Mum and Dad only made a short stop in their showerless pit in Geraldine, and Skyped me from Hampden this morning. They’re still some way off fully recovered from their bout of Covid. Mum said she’d been sleeping most of the day. No harm in that. Dad used a word – pantechnicon – that I’d never heard before. It’s a British word for a big truck or van used for transporting furniture. I feel I should have known the word, being British and all, but the Pantechnicon company, which the name comes from, ceased trading in the seventies. More often than not these days I’m too old to know a word, not too young, so that made a change. In a previous chat with Dad, we got talking about Auckland for some reason. A city with so much wasted potential. What a disappointment the centre is (or was – maybe it’s magically improved since either of us visited). But there are nice parts, Dad said. I replied by saying, yes, but the nice parts are inhabited only by people who can afford stupidly expensive houses, making for a funny kind of nice that I wouldn’t want anything to do with even if I had that kind of money.

At this time of year I give my students a sheet of paper asking them to write down five new year’s resolutions, then to pick one to focus on. How will you go about achieving it? This afternoon my able 11-year-old student wrote “Make my parents feel proud of me” for one of his resolutions. “Don’t they feel proud of you?” I asked. He replied with a definite no, and that made me feel sad.

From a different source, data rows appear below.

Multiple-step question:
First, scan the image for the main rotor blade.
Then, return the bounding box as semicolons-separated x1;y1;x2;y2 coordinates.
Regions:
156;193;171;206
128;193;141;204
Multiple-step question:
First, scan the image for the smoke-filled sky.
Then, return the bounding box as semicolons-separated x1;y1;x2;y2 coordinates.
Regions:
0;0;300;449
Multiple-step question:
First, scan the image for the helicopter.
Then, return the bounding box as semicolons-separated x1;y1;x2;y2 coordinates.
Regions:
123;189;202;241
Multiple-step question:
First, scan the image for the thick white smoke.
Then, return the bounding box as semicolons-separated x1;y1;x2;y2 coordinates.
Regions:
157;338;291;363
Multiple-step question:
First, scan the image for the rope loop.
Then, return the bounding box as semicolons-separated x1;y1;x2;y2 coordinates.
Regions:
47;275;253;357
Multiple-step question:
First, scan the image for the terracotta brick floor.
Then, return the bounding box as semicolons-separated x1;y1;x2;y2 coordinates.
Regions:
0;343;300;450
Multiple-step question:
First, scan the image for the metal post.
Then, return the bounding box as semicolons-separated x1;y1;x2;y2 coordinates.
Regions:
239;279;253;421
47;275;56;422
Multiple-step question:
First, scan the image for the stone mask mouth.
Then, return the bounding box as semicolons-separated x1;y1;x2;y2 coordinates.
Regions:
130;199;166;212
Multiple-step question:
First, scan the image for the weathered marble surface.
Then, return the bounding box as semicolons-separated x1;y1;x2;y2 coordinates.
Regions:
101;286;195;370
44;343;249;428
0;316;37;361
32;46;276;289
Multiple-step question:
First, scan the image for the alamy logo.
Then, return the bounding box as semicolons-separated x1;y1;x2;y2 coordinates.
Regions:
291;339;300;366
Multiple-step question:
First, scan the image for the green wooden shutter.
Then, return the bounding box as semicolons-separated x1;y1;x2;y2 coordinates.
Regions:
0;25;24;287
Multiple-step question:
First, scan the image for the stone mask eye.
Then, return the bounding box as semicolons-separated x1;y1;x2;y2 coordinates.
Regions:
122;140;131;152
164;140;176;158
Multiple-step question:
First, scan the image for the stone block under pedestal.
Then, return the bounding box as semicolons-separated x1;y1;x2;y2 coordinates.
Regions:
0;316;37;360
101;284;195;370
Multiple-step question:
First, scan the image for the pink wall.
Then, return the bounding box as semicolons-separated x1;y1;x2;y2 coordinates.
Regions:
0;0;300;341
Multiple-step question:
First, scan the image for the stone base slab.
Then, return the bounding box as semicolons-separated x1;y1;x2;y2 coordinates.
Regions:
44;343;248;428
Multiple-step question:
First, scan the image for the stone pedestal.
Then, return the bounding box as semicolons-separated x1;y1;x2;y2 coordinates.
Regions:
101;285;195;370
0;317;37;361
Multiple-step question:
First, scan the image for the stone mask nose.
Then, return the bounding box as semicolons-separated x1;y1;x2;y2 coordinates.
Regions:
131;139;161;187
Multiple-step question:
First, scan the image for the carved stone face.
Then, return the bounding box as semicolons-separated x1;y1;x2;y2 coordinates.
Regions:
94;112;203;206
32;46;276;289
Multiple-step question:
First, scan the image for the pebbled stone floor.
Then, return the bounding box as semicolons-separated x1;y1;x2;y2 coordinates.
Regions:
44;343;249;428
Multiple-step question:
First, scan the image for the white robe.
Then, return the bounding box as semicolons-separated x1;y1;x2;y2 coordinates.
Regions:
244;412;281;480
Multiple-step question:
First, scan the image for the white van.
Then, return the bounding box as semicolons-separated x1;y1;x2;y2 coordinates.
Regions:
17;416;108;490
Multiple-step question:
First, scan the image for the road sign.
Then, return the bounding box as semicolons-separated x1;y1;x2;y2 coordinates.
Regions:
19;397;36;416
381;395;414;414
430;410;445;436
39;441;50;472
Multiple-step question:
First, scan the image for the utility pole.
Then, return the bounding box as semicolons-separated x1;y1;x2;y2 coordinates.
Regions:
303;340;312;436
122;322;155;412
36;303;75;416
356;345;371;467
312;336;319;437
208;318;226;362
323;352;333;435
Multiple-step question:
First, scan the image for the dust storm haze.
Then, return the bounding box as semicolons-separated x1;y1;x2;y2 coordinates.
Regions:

He also wrote “Be nice”, which surprised me because he’s always seemed perfectly nice around me. He probably feels comfortable around me: a harmless hairy man wearing (today) an orange jumper with a multicoloured llama on it, rather than his classmates. He says all the bullying makes him morose when he gets home.

Earlier today I watched a YouTube video from a guy who goes around decaying British high streets. Once thriving, they’re now struggling up and down the country. Today he went to Slough, which rhymes with now. Not far from Slough are Eton and Windsor, England’s two most famous public schools, and many affluent towns, some of which even (much to their disgust) have an SL (for Slough) postcode. He opens his video by reading a few lines of John Betjeman’s poem that asks for “friendly bombs” to be dropped on the town. Betjeman wrote the poem in 1937, so the bombs didn’t have long to wait. I went through the poem a few years ago in a lesson with a woman who once spent a few months in Milton Keynes, whose reputation is no better than Slough’s.

More drama at the Darts. Matt Campbell, from Hamilton, Ontario, pulled off an upset by beating James Wade 3-2 – he was clearly the better player – and has made it to the post-Christmas stages. Prior to this tournament, he’d never won a match in four attempts. He’s flying back to Canada to spend Christmas with his family. Yesterday afternoon saw a whole host of upsets and wins for players outside the UK – all good for the game. Steve Beaton, someone I remember from my bigger darts-watching days in the nineties, got through his first match. Age is no barrier in this game.